Least-squares fitting to an exponential function

Posted on 13 January 2022

Many phenomena can be described in terms of a measured variable varying exponentially with a quantity. For example, a processes such as radioactive decay and first-order reaction rates are described by an ordinary differential equation of the form

$$ \frac{\mathrm{d}y}{\mathrm{d}t} = -ky $$

where $t$ is time, $y(t)$ is, e.g. the number of radioactive nuclei or reactant molecules present at time $t$ and $k$ is a constant describing the rate of the decay or reaction.

This simple equation leads to an exponential dependence of $y(t)$:

$$ y(t) = y(0)e^{-kt}, $$

where $y(0)$ is the initial condition of the system (e.g. number of radioactive nuclei) at $t=0$.

When presented with (possibly noisy) data of $y$ at a series of discrete time points, the common way of determining the parameters $y(0)$ and $k$ is to linearize the problem by taking logs:

$$ \ln y(t) = \ln y(0) -kt. $$

One can therefore plot the natural logarithm of the measured values of $y$ as a function of $t$ and obtain the best fit straight line through these points: the gradient and intercept of this line give $-k$ and $\ln y(0)$, respectively.

The nonlinear problem has become a linear one of the form:

$$ y = a + bx, $$

and the problem of obtaining the optimum (best fit) parameters $a$ and $b$ from $n$ data points $(x_k, y_k)$ ($k=1,2,\ldots, n$) is open to ordinary linear least squares fitting (i.e. algebraically, rather than from a line of best-fit judged by eye).
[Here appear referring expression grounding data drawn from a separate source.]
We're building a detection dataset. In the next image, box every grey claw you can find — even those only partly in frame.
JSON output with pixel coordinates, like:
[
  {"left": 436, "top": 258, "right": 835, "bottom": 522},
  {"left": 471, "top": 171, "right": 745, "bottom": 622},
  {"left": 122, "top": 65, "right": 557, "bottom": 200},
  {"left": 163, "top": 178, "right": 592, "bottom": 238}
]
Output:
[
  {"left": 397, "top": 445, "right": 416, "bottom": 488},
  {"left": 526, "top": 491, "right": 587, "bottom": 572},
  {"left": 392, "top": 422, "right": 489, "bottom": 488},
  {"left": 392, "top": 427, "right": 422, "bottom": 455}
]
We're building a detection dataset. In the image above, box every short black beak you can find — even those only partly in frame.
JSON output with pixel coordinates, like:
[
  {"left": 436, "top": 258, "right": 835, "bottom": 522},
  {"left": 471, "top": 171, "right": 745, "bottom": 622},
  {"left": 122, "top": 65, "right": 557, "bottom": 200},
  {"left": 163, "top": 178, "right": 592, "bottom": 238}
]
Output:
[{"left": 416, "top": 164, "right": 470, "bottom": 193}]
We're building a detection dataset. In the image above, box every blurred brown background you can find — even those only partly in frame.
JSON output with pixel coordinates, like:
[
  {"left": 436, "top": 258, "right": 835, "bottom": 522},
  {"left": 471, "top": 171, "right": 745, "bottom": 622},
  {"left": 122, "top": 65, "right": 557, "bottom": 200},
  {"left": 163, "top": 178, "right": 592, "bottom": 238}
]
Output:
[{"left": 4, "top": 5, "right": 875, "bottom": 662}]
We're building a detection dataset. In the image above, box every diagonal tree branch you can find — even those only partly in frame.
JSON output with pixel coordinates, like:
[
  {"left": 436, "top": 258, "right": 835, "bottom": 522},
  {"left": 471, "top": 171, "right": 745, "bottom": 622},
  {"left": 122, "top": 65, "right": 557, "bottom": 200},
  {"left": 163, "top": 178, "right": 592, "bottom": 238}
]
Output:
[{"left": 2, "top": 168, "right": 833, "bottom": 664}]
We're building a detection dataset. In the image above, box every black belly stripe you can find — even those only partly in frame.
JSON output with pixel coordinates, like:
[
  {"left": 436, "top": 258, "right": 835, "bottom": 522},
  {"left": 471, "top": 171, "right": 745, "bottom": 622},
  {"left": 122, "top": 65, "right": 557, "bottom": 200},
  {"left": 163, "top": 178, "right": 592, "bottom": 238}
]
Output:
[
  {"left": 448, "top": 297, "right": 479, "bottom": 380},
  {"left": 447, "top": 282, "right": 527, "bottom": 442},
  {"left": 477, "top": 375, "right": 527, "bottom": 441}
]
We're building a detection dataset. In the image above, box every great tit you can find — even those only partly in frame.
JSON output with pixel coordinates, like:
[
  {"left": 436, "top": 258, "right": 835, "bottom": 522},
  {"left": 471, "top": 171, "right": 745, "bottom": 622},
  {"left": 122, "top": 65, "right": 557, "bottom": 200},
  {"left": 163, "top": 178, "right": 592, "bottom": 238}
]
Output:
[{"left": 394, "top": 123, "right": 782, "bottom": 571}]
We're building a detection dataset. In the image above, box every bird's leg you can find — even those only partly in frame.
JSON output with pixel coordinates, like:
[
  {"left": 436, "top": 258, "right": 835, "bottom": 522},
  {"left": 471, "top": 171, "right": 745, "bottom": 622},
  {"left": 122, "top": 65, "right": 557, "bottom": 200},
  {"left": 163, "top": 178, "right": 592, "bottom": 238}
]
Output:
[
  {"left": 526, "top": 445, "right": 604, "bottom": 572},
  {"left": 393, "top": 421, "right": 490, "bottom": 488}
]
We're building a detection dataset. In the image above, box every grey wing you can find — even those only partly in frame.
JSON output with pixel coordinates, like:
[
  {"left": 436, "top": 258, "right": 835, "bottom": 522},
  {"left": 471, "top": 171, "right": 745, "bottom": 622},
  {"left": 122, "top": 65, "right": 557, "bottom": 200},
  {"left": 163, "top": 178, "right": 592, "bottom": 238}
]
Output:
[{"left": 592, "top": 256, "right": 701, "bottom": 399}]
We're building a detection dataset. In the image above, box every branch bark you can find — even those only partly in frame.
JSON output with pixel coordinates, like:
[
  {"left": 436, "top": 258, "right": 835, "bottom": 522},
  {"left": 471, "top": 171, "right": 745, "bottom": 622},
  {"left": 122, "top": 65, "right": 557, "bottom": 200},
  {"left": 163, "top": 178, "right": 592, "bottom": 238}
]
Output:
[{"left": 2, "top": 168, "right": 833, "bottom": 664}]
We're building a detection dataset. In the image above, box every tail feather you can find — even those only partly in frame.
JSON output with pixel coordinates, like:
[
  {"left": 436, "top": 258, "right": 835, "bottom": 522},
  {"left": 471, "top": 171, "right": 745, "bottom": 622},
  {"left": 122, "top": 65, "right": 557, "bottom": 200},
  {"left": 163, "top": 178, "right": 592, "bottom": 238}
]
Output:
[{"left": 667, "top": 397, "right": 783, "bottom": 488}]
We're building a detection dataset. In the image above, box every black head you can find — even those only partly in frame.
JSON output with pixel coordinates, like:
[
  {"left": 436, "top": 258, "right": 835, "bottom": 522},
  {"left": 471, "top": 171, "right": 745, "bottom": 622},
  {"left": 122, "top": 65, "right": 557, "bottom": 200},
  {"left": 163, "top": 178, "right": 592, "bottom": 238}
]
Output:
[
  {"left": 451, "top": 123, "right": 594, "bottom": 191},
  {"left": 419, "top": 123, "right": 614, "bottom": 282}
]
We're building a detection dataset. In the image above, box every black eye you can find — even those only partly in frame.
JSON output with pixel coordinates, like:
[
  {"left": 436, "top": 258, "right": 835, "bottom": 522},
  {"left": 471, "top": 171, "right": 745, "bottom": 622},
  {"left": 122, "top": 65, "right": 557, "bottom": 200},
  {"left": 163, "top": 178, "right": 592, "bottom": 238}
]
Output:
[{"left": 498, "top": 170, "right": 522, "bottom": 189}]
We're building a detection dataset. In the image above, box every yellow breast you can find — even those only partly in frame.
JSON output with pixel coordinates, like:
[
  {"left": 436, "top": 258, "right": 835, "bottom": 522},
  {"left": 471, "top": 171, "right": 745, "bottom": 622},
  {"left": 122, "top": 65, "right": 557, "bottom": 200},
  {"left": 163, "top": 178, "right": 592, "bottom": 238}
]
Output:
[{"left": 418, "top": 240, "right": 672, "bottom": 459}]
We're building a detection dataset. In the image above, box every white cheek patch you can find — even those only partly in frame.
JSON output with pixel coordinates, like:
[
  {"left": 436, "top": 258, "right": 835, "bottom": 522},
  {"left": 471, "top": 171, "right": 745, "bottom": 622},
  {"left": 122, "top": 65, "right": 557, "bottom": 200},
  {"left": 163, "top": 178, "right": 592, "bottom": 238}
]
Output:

The approach is to minimize the squared residual error,

$$ r^2 = \sum_{k=1}^n (y_k -a -bx_k)^2. $$

Solving the pair of equations $\partial r^2 / \partial a = 0$ and $\partial r^2 / \partial b = 0$ gives the result:

$$ a = \frac{S_{xx}S_y - S_{xy}S_x}{nS_{xx} - S_x^2} \; \mathrm{and} \; b = \frac{nS_{xy} - S_xS_y}{nS_{xx} - S_x^2}, $$ where $$ S_x = \sum_{k=1}^n x_k, \quad S_y = \sum_{k=1}^n y_k, \quad S_{xx} = \sum_{k=1}^n x_k^2, \quad\mathrm{and}\;S_{xy} = \sum_{k=1}^n x_k y_k. $$

This process gives the best fit (in a least squares sense) to the model function, $y = a + bx$, provided the uncertainties (errors) associated with the measurements, $y_k$ are drawn from the same gaussian distribution, with the same width parameter, $\sigma$.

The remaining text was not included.